A capability gap is the difference between the ability of existing systems to meet operational require-ments and of what’s expected of it. HR identifies these gaps and works closely with the management to fill these gaps by obtaining the appropriate resources, training available resources and through other means. Successful organisations are those that are flexible and are quick to adapt; needless to say the HR team plays a crucial role in this process.

As a link between the employee and the employer, the HR manager plays a key role in advocating cordial relations between the two.
The professional is required to have a deep understanding of people and their roles, so as to create a work environment that's friendly, motivating and productive.

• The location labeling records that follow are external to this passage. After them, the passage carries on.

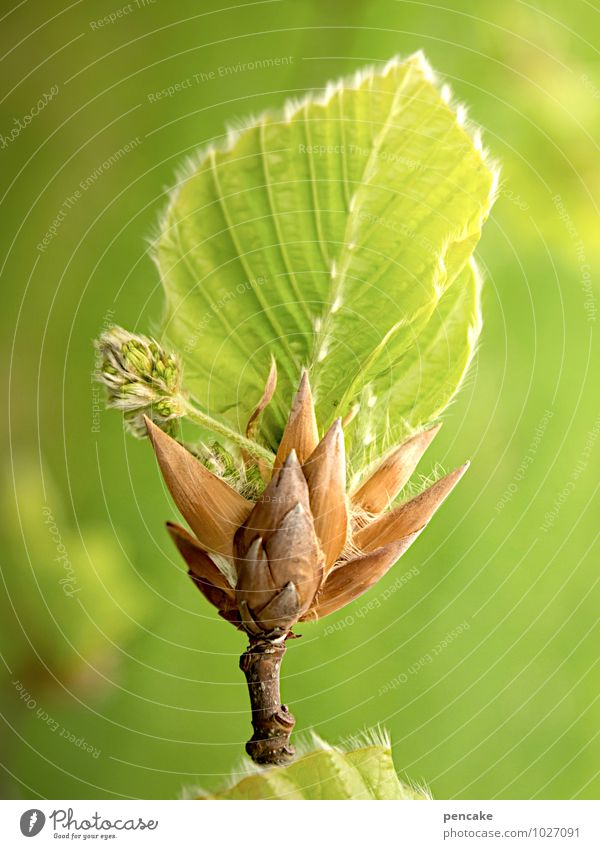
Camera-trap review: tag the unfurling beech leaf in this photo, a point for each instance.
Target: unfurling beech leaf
(365, 771)
(335, 236)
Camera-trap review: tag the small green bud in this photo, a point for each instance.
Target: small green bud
(141, 379)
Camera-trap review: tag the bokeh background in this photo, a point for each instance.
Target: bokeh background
(118, 679)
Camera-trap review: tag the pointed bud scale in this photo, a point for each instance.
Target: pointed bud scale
(211, 507)
(300, 432)
(325, 473)
(294, 555)
(198, 561)
(204, 573)
(287, 488)
(255, 586)
(351, 579)
(408, 517)
(382, 487)
(283, 611)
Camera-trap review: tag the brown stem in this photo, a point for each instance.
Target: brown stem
(272, 722)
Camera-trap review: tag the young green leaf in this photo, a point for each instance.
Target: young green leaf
(336, 236)
(363, 771)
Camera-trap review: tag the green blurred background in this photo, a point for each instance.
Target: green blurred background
(118, 679)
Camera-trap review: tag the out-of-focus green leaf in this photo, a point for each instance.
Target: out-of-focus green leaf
(328, 236)
(363, 772)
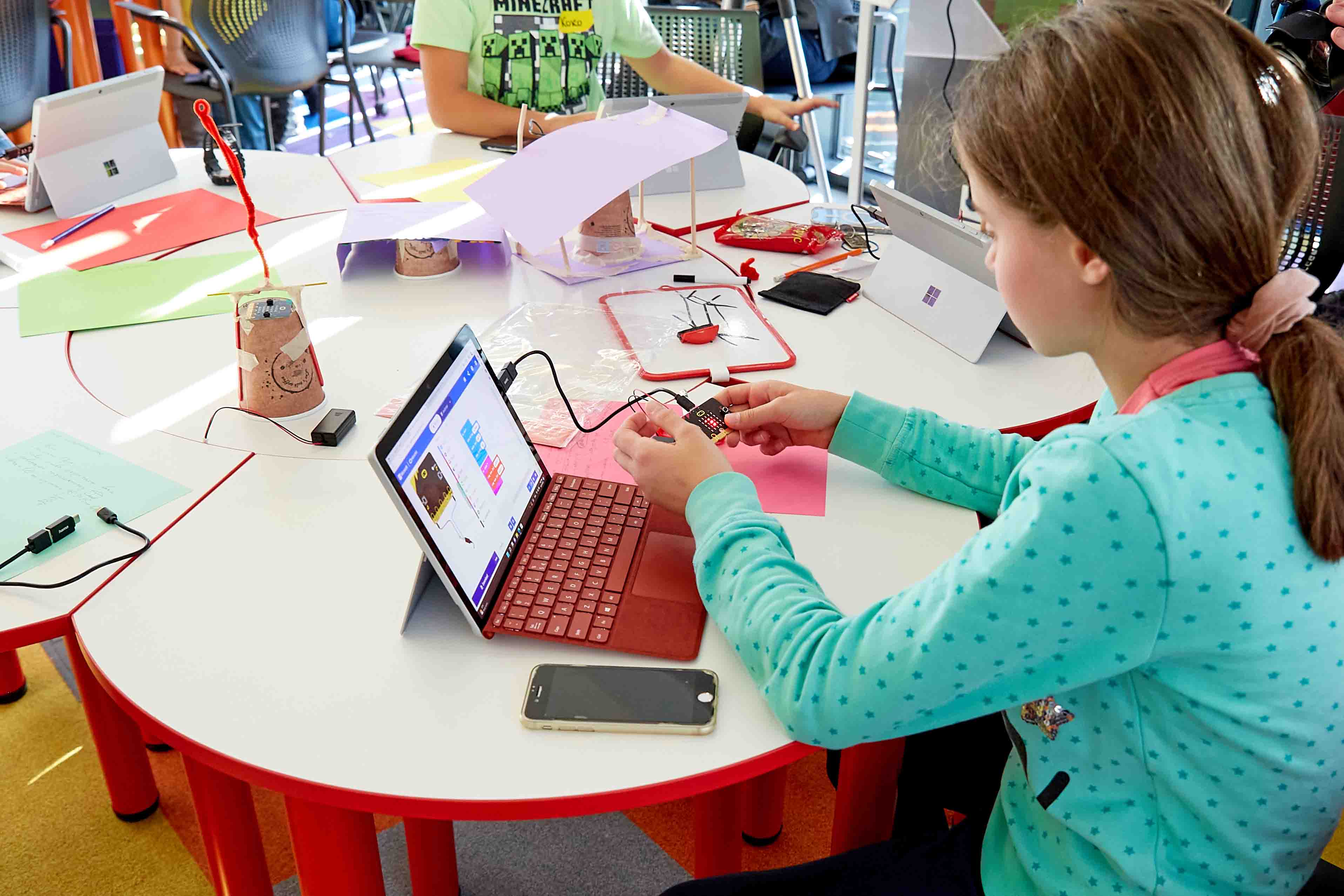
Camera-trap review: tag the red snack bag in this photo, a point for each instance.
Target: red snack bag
(759, 231)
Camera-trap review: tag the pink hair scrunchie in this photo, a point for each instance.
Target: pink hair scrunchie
(1276, 308)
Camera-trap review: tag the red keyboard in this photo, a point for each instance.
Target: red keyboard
(576, 561)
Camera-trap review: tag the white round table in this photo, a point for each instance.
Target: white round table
(261, 634)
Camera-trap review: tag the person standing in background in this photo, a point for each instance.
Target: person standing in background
(830, 30)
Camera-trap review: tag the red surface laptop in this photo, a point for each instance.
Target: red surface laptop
(560, 558)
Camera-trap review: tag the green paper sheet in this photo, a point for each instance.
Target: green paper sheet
(135, 292)
(54, 475)
(439, 182)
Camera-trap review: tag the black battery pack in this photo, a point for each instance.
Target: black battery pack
(334, 428)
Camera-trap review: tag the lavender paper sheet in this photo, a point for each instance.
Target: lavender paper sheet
(549, 189)
(369, 222)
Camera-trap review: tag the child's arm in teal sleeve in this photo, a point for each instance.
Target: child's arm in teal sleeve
(1065, 589)
(922, 452)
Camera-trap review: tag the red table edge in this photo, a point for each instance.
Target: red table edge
(449, 809)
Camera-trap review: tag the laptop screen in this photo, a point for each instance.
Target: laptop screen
(470, 476)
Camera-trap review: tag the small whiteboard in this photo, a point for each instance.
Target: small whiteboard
(746, 341)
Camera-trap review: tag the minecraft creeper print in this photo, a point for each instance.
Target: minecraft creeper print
(537, 52)
(1147, 573)
(519, 69)
(577, 68)
(492, 66)
(549, 92)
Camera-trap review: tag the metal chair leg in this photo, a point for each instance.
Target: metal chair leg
(363, 113)
(410, 121)
(322, 117)
(271, 128)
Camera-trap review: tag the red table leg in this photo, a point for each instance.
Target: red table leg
(335, 849)
(120, 746)
(762, 808)
(866, 800)
(13, 684)
(718, 827)
(432, 854)
(229, 827)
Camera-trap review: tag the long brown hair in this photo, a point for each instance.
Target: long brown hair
(1175, 146)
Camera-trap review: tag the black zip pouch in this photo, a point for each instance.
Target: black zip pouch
(812, 292)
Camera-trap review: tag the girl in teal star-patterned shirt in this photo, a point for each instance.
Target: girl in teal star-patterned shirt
(1152, 606)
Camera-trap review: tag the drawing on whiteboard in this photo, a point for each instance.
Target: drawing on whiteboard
(730, 330)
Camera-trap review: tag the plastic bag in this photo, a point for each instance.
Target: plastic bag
(594, 366)
(773, 234)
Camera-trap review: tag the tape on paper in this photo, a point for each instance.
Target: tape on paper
(297, 346)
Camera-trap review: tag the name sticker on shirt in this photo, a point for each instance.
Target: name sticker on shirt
(576, 22)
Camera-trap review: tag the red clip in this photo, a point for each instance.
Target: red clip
(699, 335)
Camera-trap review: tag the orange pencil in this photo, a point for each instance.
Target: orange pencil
(824, 262)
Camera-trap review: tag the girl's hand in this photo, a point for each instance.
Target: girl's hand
(178, 63)
(667, 473)
(1335, 13)
(780, 416)
(781, 112)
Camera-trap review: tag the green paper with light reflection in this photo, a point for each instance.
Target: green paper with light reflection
(135, 292)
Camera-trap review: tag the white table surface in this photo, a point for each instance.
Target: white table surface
(265, 625)
(768, 186)
(284, 186)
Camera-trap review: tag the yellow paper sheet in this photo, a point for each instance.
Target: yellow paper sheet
(439, 182)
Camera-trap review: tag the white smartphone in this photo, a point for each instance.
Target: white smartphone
(621, 699)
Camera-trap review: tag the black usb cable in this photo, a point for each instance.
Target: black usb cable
(45, 538)
(510, 374)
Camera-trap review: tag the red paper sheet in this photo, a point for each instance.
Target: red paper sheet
(152, 226)
(789, 483)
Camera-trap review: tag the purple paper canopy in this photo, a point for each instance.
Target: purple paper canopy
(549, 189)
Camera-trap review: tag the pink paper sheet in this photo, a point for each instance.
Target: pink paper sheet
(549, 189)
(789, 483)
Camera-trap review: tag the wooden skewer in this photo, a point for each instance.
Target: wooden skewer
(277, 288)
(566, 257)
(694, 249)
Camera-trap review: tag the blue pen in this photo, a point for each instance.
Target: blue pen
(66, 233)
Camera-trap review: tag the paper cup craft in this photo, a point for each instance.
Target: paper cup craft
(609, 233)
(425, 258)
(426, 236)
(277, 367)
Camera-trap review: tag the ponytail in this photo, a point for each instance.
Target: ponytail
(1304, 371)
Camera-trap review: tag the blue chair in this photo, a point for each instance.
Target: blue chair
(26, 57)
(265, 49)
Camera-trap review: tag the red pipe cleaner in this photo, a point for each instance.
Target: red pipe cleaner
(202, 111)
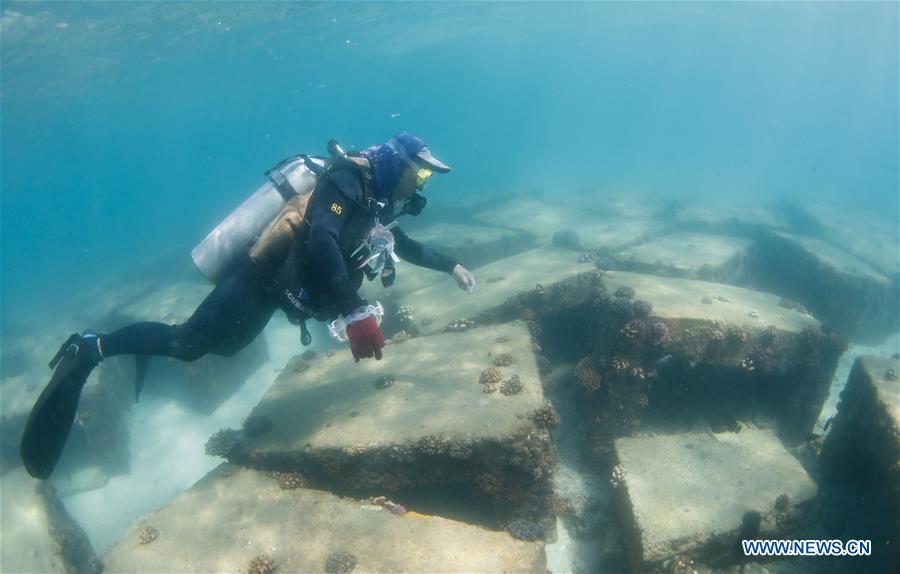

Roles and responsibilities

The HR advocates the objectives of one group to the other. As an advocate of the employee, the professional creates development and growth opportunities, benefit plans, assistance prog-rammes, etc., for the benefit of the employee. He/she is also expected to develop strong employee relations, to not just spot problems early, but also to work collectively and solve them.
On the flip side, as the employer’s advocate, it is her responsibility to build a spirit of employee ownership of the organisation, create a sense of responsibility and urgency and set goals which are in line with the organisation’s objectives. Once this is done, she has to measure and maintain these and ensure that the organisation is on its way to achieve its objectives.

Work matrix

It is also the responsibility of the HR to champion change in the organisation, as and when required. It's up to the HR to bring about the changes with the least amount of employee dissatisfaction.

For all of the above to happen, HR has to work closely with each and every department of the organisation and for that, it is pivotal to have a strong understanding of the different departmental functionalities. It is also pivotal that she develops strong consultative skills, to keep the communication flowing between the departments and the management.

Now, although some of these duties have always been performed by the HR department, it's in the increasingly consultative and strategic partnership role that we find the new and changing role of the HR.

While HR is required to scale up to meet this challenge, it is constantly deterred by the usual, time-consuming and complex administrative functions. Added to this are several other concerns like managing an HR department that spans across geographical boundaries and others.

Hence, several companies have tried outsourcing several or all of their administrative HR operations and have been able to free themselves from time-consuming tasks to direct their focus to key strategic human capital issues.